The mother had brought home a nice box, tied in a pink ribbon. Her three children ran and clung on to her: some wanted to know what was inside, how and why; some waNted to know how much it cost; the good lady answered everyone: wait for me to undress and I’ll show you what’s inside. When she opened the box she released a wonderful smell of chocolate all around, with unison exclamations of: Ah! Oh! Uh! The baby-blue satin lined box was full of rows of chocolates that were wrapped in golden and silver paper. The children held their arms out and opened their pockets, waiting for a cascade of chocolates to fall from the box, but instead they only got one each.
Only one, - said the mother - because I bought it for Father’s Day.
Give us another one, that’s all.
Take one, but remember that the box mustn’t’ be opened until that day. Shame on you if you open it! I won’t hide it, because I trust you, you are good children, and when Mum tells you not to do something you obey. Anyway, I counted them; if I find one missing, just one, I will punish all three of you, to be sure.
Mum, rest assured that we wouldn’t touch them. But on Father’s Day you’ll give us quite a bit, right?
That day I’ll let you eat as many as you want.
Good! Give us another one, and that’s all.
Here, this is the last one I’m giving you.
The mother put the box on the cupboard, and the children left, licking their fingers and mouth. Despite is seeing that the mother had great trust in her children, every morning she took a peek in the box. You never know!
Trust him, he was a good man; but don’t –you- trust him in being better than them. The chocolates were always there, lined up like soldiers. Ah, what good children! But a bad morning the mother found the box empty on the floor.
Ah, these rascals!
When the three children came back from school, the mother had a frowned face.
Who stole the chocolates?
What? Someone stole the chocolates?
Come on, don’t play dumb: you know better than I do. Here’s the empty box. Who did it?
Mum, we swear we didn’t eat them.
So who was it?
Not us, for sure.
Come on! There are no more chocolates; who could have taken them except for you?
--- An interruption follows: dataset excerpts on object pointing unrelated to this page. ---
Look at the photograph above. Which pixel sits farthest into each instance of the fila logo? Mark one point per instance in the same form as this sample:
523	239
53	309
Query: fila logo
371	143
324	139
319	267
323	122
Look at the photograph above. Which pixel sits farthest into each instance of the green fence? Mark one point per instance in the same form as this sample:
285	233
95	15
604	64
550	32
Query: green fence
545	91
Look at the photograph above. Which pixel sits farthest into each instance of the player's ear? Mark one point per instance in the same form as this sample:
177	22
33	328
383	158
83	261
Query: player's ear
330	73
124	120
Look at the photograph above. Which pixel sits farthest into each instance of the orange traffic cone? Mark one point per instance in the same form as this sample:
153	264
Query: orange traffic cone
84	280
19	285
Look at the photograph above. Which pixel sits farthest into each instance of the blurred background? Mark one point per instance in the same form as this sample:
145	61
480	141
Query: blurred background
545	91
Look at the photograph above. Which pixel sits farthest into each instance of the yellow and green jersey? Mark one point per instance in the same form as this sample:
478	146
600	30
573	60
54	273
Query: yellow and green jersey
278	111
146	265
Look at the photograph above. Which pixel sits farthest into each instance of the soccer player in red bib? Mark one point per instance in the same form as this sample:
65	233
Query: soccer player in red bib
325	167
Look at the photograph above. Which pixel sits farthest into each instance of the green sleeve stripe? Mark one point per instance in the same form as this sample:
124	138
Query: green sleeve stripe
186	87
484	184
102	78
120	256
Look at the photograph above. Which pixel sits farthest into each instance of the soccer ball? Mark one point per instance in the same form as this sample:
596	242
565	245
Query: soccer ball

Mum, we swear we haven’t touched them.
Who then? How silly was I by not hiding the box!
The mother looked in all pockets, under clothes, she emptied folders, opened drawers, searched the beds; but she found no trace of the chocolates; not even a small piece of their wrapping paper! The father, the mother, and the grandmother established a court, the mother was the public prosecutor, and the grandmother the defence lawyer. The three children were on the courtroom dock. I keep you readers from all the complaints, condolences, charges, defences, and the “only you could have eaten them” and “we didn’t eat them.” The mother didn’t want to hear any reasoning and asked for them to be immediately condemned to a month with no fruit and no cinematographer. The grandmother said a few words in the children’s defence, saying there was no proof of them emptying the box, and that, because of this, they had to be absolved. The father got up to pronounce the verdict. While he was saying: -Who ate the chocolates? – a furious cackle came from the kitchen: -Cluck! Cluck! Cluck! It was the voice of the guilty.